If you’ve already been working to build your relationship with your manager, making a request like this will help to gradually widen the scope of the work you do, while not moving too far too fast. 

Step 4: Managing Micromanagement

Always assume good intent if you are being micromanaged. Many times a manager is curious about how things are going and they are hoping for high-quality output, not trying to control what you do and how you do it. 

Taking care to use language that works to build trust rather than responding defensively when you feel you are being micromanged is helpful. For example, if you have a weekly report due, and your manager is checking in for information more frequently, you could simply ask: Would it be helpful if I shared updates twice a week instead of on Fridays so you can see how things are going? It’s possible your manager is being asked for information from their own manager, and tweaking the process for your weekly report to a twice weekly reporting structure would make a big difference. 

It’s easy to get defensive when you feel like someone is looking over your shoulder and micromanaging you. Try to focus on results and accountability, rather than someone’s personal preference. It’s also helpful to take a pause when you notice yourself getting tense or frustrated about micromanagement and really evaluate what led to the feeling. Recognizing what triggers your frustration will help you manage it as you continue to grow in your career. 

Step 5: Keep Communication Transparent and Upward 

Proactive and ongoing communication is a key measure of success in any job, especially when trying to manage up. It isn’t something that you do once and move on. This is something that you want to continually be practicing throughout your career. As has been mentioned, regular check-ins are an important part of this. Make sure these are scheduled regularly so you have an opportunity to clarify expectations, share wins, and identify challenges on an ongoing basis. 
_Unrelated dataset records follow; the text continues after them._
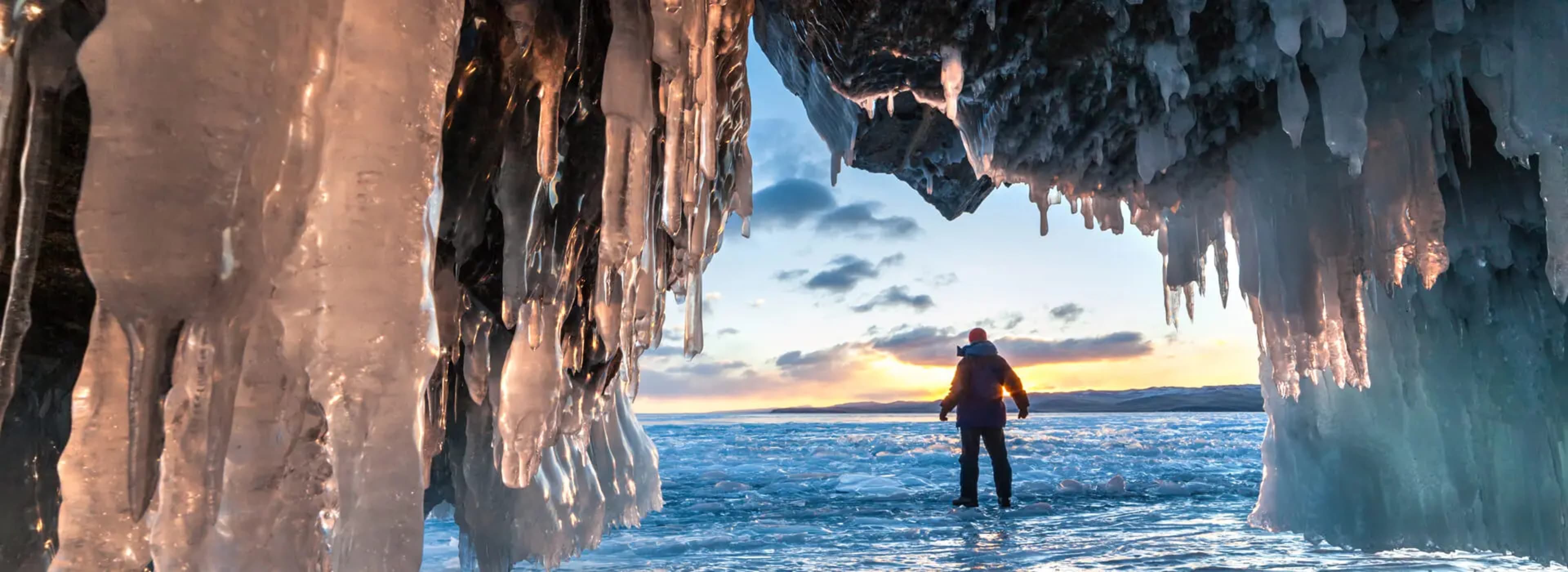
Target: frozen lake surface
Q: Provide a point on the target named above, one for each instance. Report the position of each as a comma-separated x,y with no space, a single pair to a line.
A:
811,493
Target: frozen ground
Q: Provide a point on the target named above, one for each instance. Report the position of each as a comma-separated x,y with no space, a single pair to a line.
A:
808,493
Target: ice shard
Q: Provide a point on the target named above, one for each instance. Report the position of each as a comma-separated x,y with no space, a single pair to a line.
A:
1383,247
339,262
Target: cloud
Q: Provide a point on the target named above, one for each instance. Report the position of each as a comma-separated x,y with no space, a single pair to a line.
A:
695,378
708,369
937,347
821,364
857,220
940,279
789,203
847,273
1007,320
898,297
1067,313
922,345
1109,347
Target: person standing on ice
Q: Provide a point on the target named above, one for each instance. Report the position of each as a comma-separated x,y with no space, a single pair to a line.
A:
978,389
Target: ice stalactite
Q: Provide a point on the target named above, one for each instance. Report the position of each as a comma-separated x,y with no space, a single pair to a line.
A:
543,449
1377,236
418,267
211,208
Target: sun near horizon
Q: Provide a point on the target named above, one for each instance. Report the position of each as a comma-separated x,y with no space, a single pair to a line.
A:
860,290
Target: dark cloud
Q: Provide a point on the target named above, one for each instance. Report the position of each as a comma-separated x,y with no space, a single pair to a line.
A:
697,378
937,347
847,272
922,345
858,220
940,279
1031,352
816,364
1067,313
789,203
898,297
1007,320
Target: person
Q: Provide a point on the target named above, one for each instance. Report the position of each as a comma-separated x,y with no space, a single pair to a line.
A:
979,381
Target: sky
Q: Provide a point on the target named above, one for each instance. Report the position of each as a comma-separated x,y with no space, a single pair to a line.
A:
862,292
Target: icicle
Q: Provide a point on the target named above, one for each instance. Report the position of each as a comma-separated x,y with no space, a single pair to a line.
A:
37,181
99,529
1163,62
1293,103
1448,16
1343,96
1288,16
200,411
1555,198
1387,19
532,388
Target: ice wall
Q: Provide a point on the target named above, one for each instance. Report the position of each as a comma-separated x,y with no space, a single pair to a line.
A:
356,259
1396,203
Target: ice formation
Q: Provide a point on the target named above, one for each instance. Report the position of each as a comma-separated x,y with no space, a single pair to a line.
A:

These check-ins also help you both align on goals, and allow you to use the time to demonstrate your strategic thinking beyond your role. The more you are able to show your manager you see the big picture, the more your manager will trust your judgement. 

Managing up early on in your career means understanding your boss, working to earn trust, and communicating proactively and strategically. Mastering this skill early will help accelerate your career growth, too. It’s how interns become full-time hires and entry-level employees become leaders. When you learn to do this, you really set yourself apart as someone who is ready for growth!